Thompson Elizabeth A, Cascino Katherine, Ordonez Alvaro A, Zhou Weiqiang, Vaghasia Ajay, Hamacher-Brady Anne, Brady Nathan R, Sun Im-Hong, Wang Rulin, Rosenberg Avi Z, Delannoy Michael, Rothman Richard, Fenstermacher Katherine, Sauer Lauren, Shaw-Saliba Kathyrn, Bloch Evan M, Redd Andrew D, Tobian Aaron Ar, Horton Maureen, Smith Kellie, Pekosz Andrew, D'Alessio Franco R, Yegnasubramanian Srinivasan, Ji Hongkai, Cox Andrea L, Powell Jonathan D
Department of Oncology, Johns Hopkins University School of Medicine, Baltimore, MD 21287, USA.
Bloomberg~Kimmel Institute for Cancer Immunotherapy, Johns Hopkins University School of Medicine, Baltimore, MD 21287, USA.
medRxiv. 2020 Oct 5:2020.09.10.20186064. doi: 10.1101/2020.09.10.20186064.
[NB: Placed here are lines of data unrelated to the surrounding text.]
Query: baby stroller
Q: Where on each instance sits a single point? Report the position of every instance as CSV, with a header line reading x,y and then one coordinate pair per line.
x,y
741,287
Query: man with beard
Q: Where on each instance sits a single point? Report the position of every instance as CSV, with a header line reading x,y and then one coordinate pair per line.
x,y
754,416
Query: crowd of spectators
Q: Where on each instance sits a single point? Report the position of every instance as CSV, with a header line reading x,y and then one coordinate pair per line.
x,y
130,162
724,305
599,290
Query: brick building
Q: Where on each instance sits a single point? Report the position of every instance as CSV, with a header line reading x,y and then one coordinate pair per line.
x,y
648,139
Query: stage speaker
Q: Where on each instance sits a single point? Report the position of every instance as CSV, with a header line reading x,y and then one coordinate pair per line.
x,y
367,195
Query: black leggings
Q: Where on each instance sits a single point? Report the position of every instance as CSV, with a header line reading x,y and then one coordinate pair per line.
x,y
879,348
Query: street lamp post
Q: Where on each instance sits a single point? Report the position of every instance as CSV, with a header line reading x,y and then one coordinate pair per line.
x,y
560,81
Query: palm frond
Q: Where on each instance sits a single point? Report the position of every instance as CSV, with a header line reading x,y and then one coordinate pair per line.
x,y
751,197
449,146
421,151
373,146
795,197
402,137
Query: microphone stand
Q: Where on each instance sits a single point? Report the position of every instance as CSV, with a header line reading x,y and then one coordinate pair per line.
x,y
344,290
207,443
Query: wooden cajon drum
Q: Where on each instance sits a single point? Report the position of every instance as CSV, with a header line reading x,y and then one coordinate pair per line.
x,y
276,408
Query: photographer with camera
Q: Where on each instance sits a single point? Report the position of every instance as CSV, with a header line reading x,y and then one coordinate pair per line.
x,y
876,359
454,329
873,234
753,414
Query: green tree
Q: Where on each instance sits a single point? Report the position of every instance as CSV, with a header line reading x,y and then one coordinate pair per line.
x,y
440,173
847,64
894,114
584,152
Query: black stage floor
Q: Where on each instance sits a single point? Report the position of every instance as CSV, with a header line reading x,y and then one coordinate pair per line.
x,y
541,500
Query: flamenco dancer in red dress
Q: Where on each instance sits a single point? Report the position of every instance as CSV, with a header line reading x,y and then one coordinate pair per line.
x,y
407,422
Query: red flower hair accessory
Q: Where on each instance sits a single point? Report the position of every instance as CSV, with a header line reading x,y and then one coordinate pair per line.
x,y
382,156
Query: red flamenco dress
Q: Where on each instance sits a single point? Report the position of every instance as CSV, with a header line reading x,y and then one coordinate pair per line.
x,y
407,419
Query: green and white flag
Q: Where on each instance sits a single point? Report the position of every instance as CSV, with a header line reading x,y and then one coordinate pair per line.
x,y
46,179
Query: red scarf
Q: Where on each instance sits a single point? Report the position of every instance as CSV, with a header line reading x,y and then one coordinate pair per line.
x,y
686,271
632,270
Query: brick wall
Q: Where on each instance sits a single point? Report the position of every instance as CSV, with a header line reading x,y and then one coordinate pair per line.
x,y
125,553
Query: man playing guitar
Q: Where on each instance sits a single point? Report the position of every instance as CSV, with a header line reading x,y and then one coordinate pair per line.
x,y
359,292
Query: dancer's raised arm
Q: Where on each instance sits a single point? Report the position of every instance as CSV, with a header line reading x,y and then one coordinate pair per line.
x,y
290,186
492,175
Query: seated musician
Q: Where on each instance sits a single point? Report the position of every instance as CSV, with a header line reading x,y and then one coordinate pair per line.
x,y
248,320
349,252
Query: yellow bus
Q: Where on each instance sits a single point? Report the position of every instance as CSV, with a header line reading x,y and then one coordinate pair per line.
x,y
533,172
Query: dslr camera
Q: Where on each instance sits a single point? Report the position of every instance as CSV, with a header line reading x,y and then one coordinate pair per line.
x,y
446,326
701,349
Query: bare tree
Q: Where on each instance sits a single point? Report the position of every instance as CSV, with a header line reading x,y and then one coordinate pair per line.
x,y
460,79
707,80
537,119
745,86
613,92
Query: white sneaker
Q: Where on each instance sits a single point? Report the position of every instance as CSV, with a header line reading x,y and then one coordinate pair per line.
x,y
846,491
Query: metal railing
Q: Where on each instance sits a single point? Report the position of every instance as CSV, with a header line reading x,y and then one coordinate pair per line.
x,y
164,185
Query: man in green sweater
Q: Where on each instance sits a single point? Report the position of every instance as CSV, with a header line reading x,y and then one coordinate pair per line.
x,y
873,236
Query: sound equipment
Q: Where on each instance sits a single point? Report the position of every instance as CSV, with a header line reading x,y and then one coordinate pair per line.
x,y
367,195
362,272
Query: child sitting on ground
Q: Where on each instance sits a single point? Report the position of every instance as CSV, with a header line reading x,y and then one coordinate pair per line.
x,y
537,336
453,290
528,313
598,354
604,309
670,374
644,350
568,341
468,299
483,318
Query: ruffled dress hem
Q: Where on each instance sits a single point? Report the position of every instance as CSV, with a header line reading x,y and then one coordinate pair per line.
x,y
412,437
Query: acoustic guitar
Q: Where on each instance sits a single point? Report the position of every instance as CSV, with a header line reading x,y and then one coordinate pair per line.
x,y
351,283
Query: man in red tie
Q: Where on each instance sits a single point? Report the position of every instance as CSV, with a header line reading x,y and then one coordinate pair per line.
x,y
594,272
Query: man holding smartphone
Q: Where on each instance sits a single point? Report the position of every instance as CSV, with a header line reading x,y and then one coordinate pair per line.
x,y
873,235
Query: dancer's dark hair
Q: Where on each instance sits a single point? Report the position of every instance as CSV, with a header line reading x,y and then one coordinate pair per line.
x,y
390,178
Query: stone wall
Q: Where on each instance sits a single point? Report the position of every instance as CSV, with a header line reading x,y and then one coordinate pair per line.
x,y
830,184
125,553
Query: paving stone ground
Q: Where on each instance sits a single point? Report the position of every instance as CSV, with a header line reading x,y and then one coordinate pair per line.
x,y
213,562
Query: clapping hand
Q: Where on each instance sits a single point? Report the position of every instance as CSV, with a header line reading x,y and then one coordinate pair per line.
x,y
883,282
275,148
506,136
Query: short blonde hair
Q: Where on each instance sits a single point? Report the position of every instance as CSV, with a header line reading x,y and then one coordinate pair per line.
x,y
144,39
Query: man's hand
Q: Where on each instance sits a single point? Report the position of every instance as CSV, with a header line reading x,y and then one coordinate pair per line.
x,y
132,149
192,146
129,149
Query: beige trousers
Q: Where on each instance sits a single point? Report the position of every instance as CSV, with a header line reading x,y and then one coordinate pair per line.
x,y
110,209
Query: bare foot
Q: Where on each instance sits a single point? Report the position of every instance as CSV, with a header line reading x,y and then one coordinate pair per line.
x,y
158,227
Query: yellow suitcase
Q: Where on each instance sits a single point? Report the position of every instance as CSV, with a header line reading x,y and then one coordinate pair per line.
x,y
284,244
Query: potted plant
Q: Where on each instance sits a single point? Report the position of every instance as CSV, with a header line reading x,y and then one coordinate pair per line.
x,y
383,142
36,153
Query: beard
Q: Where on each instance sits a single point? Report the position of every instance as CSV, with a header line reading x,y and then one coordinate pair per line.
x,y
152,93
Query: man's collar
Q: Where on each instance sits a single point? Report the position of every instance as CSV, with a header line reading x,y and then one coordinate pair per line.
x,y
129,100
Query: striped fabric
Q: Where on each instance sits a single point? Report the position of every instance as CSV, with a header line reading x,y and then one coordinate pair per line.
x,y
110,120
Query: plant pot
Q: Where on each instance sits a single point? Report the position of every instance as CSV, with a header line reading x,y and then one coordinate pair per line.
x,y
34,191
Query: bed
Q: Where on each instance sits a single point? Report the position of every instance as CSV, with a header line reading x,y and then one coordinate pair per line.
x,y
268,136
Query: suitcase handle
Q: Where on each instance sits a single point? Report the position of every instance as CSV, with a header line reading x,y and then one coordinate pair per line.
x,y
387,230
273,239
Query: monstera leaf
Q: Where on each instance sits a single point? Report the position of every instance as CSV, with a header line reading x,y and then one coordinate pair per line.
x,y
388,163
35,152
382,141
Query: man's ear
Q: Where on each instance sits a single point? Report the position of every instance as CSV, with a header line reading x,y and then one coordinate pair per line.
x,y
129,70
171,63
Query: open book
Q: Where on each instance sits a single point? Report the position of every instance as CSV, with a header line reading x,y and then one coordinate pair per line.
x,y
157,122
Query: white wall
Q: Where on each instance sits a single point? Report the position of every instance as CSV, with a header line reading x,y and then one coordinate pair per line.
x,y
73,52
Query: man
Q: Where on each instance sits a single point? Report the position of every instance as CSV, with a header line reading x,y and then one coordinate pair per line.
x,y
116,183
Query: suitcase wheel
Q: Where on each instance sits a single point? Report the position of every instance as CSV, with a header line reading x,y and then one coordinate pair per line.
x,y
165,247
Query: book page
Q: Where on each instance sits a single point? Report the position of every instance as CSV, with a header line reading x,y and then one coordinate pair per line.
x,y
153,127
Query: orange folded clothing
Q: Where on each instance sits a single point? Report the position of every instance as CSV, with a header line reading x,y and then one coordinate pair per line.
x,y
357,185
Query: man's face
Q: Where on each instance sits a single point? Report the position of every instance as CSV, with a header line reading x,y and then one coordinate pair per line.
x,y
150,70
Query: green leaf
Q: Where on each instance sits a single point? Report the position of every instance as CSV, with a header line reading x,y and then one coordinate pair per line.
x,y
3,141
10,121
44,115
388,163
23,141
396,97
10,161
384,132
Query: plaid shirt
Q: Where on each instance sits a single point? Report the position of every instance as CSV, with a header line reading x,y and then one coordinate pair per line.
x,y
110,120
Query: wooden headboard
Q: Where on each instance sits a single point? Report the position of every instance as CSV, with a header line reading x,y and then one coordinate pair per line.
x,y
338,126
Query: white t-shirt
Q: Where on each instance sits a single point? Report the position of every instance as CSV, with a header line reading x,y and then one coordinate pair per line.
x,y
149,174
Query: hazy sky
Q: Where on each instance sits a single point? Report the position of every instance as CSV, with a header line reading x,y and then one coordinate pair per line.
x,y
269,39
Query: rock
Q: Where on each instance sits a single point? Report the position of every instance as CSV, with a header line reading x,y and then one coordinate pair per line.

It remains unclear why some patients infected with SARS-CoV-2 readily resolve infection while others develop severe disease. To address this question, we employed a novel assay to interrogate immune-metabolic programs of T cells and myeloid cells in severe and recovered COVID-19 patients. Using this approach, we identified a unique population of T cells expressing high H3K27me3 and the mitochondrial membrane protein voltage-dependent anion channel (VDAC), which were expanded in acutely ill COVID-19 patients and distinct from T cells found in patients infected with hepatitis c or influenza and in recovered COVID-19. Increased VDAC was associated with gene programs linked to mitochondrial dysfunction and apoptosis. High-resolution fluorescence and electron microscopy imaging of the cells revealed dysmorphic mitochondria and release of cytochrome into the cytoplasm, indicative of apoptosis activation. The percentage of these cells was markedly increased in elderly patients and correlated with lymphopenia. Importantly, T cell apoptosis could be inhibited by targeting the oligomerization of VDAC or blocking caspase activity. In addition to these T cell findings, we also observed a robust population of Hexokinase II polymorphonuclear-myeloid derived suppressor cells (PMN-MDSC), exclusively found in the acutely ill COVID-19 patients and not the other viral diseases. Finally, we revealed a unique population of monocytic MDSC (M-MDSC) expressing high levels of carnitine palmitoyltransferase 1a (CPT1a) and VDAC. The metabolic phenotype of these cells was not only highly specific to COVID-19 patients but the presence of these cells was able to distinguish severe from mild disease. Overall, the identification of these novel metabolic phenotypes not only provides insight into the dysfunctional immune response in acutely ill COVID-19 patients but also provide a means to predict and track disease severity as well as an opportunity to design and evaluate novel metabolic therapeutic regimens.
目前尚不清楚为何有些感染了SARS-CoV-2的患者能轻易康复,而另一些患者却会发展为重症疾病。为了解决这个问题,我们采用了一种新的检测方法来探究重症和康复期COVID-19患者中T细胞和髓系细胞的免疫代谢程序。通过这种方法,我们鉴定出了一群独特的T细胞,它们表达高水平的H3K27me3和线粒体膜蛋白电压依赖性阴离子通道(VDAC),这些细胞在急性病COVID-19患者中扩增,且与丙型肝炎或流感感染患者以及康复期COVID-19患者体内的T细胞不同。VDAC增加与线粒体功能障碍和凋亡相关的基因程序有关。对这些细胞进行高分辨率荧光和电子显微镜成像显示线粒体形态异常,细胞色素释放到细胞质中,这表明凋亡被激活。这些细胞的百分比在老年患者中显著增加,且与淋巴细胞减少相关。重要的是,通过靶向VDAC的寡聚化或阻断半胱天冬酶活性,可以抑制T细胞凋亡。除了这些T细胞发现外,我们还观察到了一群强大的己糖激酶II多形核髓系来源抑制细胞(PMN-MDSC),仅在急性病COVID-19患者中发现,而在其他病毒性疾病中未发现。最后,我们发现了一群独特的单核细胞MDSC(M-MDSC),它们表达高水平的肉碱棕榈酰转移酶1a(CPT1a)和VDAC。这些细胞的代谢表型不仅对COVID-19患者具有高度特异性,而且这些细胞的存在能够区分重症和轻症疾病。总体而言,这些新代谢表型的鉴定不仅为深入了解急性病COVID-19患者的功能失调免疫反应提供了思路,还提供了预测和跟踪疾病严重程度的方法,以及设计和评估新型代谢治疗方案的机会。